En el libro explico que Mao es el fundador de la República Popular y el líder de la revolución, pero que tras su muerte Deng Xiaoping es el arquitecto de la modernización. La memoria de Mao está asociada al fin de la humillación colonial, a la victoria en la guerra civil y a la construcción de un Estado independiente. Sin embargo, su etapa incluye episodios dramáticos como el Gran Salto Adelante o la Revolución Cultural. Deng, en cambio, se asocia para la mayoría de la población al inicio del gran despegue.
Bajo el liderazgo de Deng China inicia la Reforma y la apertura, introduce la economía de mercado socialista, crea las primeras zonas económicas especiales, atrae inversión extranjera y abre la puerta a la industrialización masiva.

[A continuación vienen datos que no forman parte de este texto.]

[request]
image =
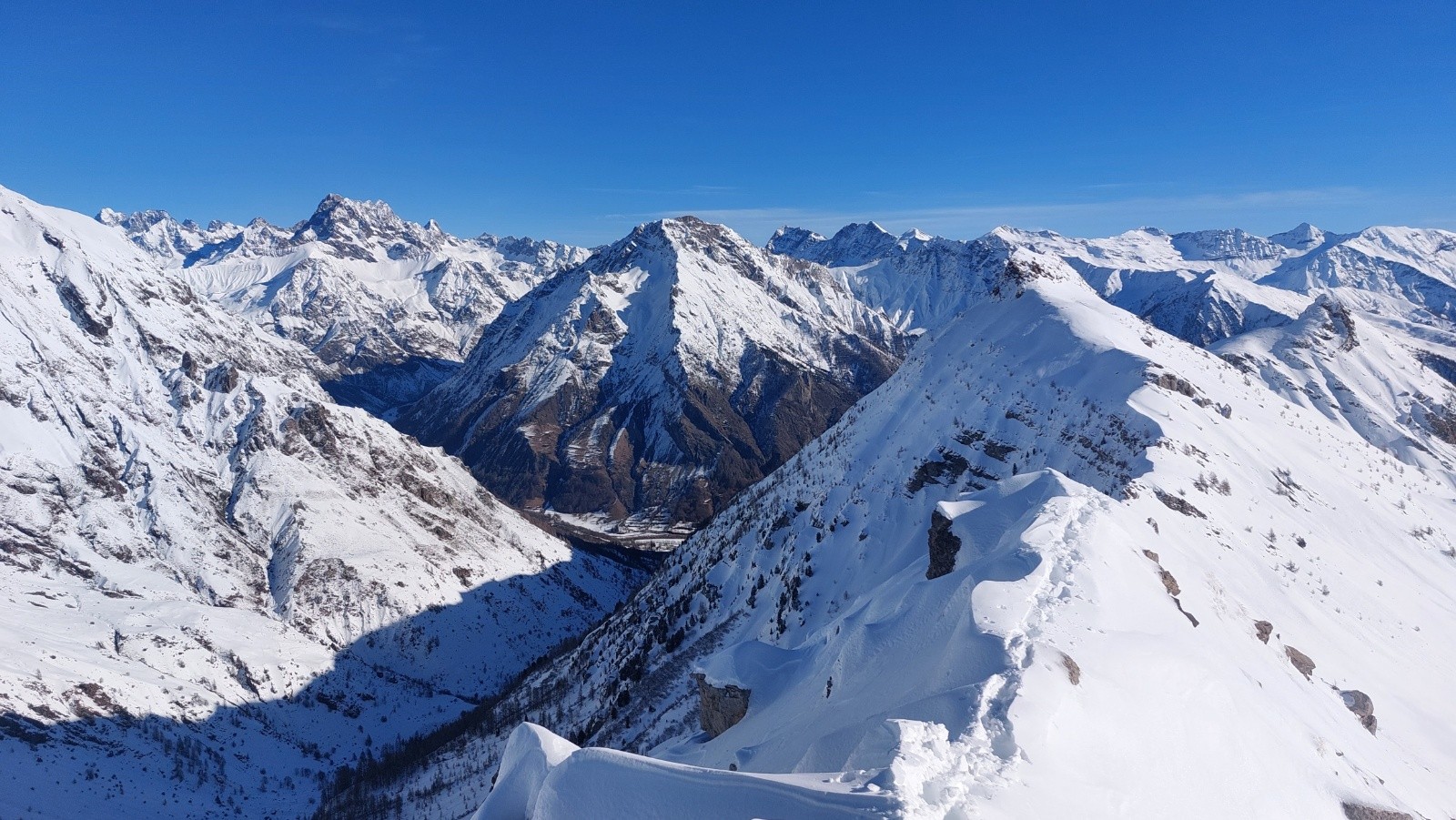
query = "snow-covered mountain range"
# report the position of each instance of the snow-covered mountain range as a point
(1145, 526)
(218, 586)
(393, 303)
(1063, 562)
(660, 378)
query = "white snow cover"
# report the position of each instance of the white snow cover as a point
(1128, 510)
(548, 778)
(354, 283)
(216, 586)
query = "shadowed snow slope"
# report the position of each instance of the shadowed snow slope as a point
(1162, 582)
(660, 378)
(211, 572)
(354, 283)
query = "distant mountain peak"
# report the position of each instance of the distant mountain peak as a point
(1300, 238)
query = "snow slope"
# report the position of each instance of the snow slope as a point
(652, 383)
(217, 586)
(354, 283)
(1059, 564)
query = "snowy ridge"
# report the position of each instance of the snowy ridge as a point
(1149, 545)
(207, 562)
(660, 378)
(356, 283)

La información fragmentaria que llega a los españoles sobre la realidad china lleva a muchas personas a preguntarse si lo que existe en China es una socialdemocracia, un socialismo de mercado, un país capitalista… ¿Cómo podríamos definir el modelo chino? ¿Es un modelo comparable al de otros países?
Esta es una pregunta central del libro y a la que le dedico una gran importancia. Se describe la estructura económica actual, la transformación desde 1978 hasta 2024, la evolución del PIB por sectores, el empleo y la productividad. Y se entra de lleno en la cuestión que planteas: qué es exactamente la economía de mercado socialista china y en qué se diferencia de las economías capitalistas.
China es un país socialista y cuando se indica las características chinas se refiere al uso del mercado y de la planificación como herramientas del socialismo. Los objetivos sociales de bienestar están muy por encima de los objetivos y la práctica de la socialdemocracia europea, mientras que el papel de las empresas públicas, de la planificación económica y el papel del Partido Comunista, la diferencia claramente del capitalismo.
Animo a todas a profundizar en toda la información que el libro aporta para entender estos temas.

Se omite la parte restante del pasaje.